The Tg of the copolymer can be calculated based on “2.4 Glass transition equation of copolymer” in “Mechanical properties of polymer” (Chemical Doujinshi 1969). For Tg, a numerical value described in rpOLYMER HANDBOOK Fourth Edition 1999 by John Wiley & Sons, Inc. J was used.

l / Tg = ∑Wn / Tgn

(Tg: glass transition temperature of the copolymer

T gn: glass transition temperature of homopolymer

Wn: weight fraction). The polymer particles used in the present invention contain a structural unit derived from a vinyl monomer. The content of the constituting vinyl monomer in the polymer particles is not particularly limited, but is preferably 50 to 100 mol%, particularly preferably 80 to 100 mol%. Examples of the biel monomer include a vinyl compound, a vinylene compound, a vinylidene compound, and a cyclic olefin, and the following compounds are preferred.

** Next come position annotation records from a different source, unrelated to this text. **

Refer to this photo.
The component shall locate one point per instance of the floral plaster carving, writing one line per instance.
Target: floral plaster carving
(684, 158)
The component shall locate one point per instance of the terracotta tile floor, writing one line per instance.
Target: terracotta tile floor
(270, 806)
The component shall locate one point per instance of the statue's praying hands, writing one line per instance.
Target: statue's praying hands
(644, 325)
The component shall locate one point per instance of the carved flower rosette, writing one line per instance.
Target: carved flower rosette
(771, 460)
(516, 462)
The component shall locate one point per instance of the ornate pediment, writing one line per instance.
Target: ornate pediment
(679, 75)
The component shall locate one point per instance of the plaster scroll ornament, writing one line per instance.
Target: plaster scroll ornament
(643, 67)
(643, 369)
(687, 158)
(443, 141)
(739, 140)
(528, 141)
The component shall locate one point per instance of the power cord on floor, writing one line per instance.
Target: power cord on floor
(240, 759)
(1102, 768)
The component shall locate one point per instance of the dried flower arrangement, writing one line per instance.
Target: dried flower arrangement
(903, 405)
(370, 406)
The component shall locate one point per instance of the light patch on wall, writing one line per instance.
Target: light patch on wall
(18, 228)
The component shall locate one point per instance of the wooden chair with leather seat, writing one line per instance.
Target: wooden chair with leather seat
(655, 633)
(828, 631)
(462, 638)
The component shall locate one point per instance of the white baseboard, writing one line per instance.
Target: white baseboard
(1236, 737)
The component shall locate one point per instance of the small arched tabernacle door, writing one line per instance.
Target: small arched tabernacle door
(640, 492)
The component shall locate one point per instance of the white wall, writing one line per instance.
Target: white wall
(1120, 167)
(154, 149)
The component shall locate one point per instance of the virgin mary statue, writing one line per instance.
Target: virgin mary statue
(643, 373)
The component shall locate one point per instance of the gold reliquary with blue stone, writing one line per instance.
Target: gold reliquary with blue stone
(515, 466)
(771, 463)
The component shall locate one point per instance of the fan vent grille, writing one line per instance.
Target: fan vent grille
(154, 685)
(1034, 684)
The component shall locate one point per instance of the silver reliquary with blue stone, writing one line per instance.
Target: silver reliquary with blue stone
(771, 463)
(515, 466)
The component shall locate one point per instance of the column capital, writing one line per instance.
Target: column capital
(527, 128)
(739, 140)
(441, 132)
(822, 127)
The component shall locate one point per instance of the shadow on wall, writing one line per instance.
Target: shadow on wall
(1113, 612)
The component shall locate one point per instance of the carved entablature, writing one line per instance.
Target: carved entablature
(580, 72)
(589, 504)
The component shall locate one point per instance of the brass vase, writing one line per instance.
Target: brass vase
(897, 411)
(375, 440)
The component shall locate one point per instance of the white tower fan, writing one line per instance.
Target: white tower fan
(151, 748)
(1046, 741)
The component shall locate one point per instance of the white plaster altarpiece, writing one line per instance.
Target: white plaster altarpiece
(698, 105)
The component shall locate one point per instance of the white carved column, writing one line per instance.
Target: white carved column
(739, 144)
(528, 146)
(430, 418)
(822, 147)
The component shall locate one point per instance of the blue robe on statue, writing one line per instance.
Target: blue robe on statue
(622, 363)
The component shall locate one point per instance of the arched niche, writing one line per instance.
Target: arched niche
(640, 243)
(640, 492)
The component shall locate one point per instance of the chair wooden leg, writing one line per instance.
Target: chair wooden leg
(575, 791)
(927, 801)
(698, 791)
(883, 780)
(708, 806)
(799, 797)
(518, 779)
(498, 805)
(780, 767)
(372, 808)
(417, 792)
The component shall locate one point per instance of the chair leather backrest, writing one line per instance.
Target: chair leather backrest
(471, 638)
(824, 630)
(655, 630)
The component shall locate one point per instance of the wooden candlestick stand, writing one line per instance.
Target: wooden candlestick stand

(1) Methyl (meth) acrylate ((meth) acrylic refers to acryl, methacrylic or a mixture thereof; the same applies hereinafter.), (Meth) ethyl acrylate, (meth) isopropyl acrylate, (meth) acrylic (Meth) acrylic acid having an alkyl group having preferably 1 to 12 carbon atoms, more preferably 1 to 4 carbon atoms, such as butyl acid acid, isoptyl (meth) acrylate, and t-butyl (meth) acrylate. Alkyl esters;

(2). A fatty acid comprising an ester of a vinyl alcohol with a linear or branched fatty acid having 1 to 18 carbon atoms, preferably 1 to 6 carbon atoms, such as vinyl acetate, vinyl propionate, vinyl butyrate and vinyl vivalate. Vinyl esters;

(3) (meth) acrylic acid, maleic acid, fumaric acid, crotonic acid, itaconic acid, 2- (meth) acryloylethanesulfonic acid, 2- (meth) acryloylpropanesulfonic acid, 2- (meth) Acrylamide Anionic monomers having a polymerizable unsaturated group such as 2-methylpropanesulfonic acid, vinylsulfonic acid, and styrenesulfonic acid, or salts thereof. Polycarboxylic acids such as maleic acid, fumaric acid, itaconic acid include acid anhydrides, partial esters, and partial amides or mixtures thereof. Examples of the “salt” include an alkali metal salt (sodium salt, potassium salt, lithium salt, etc.), an alkaline earth metal salt (calcium salt, magnesium salt, Barium salts), and ammonium salts (quaternary ammonium salts, quaternary alkyl ammonium salts, etc.). Among them, sodium salt is the cheapest and preferred.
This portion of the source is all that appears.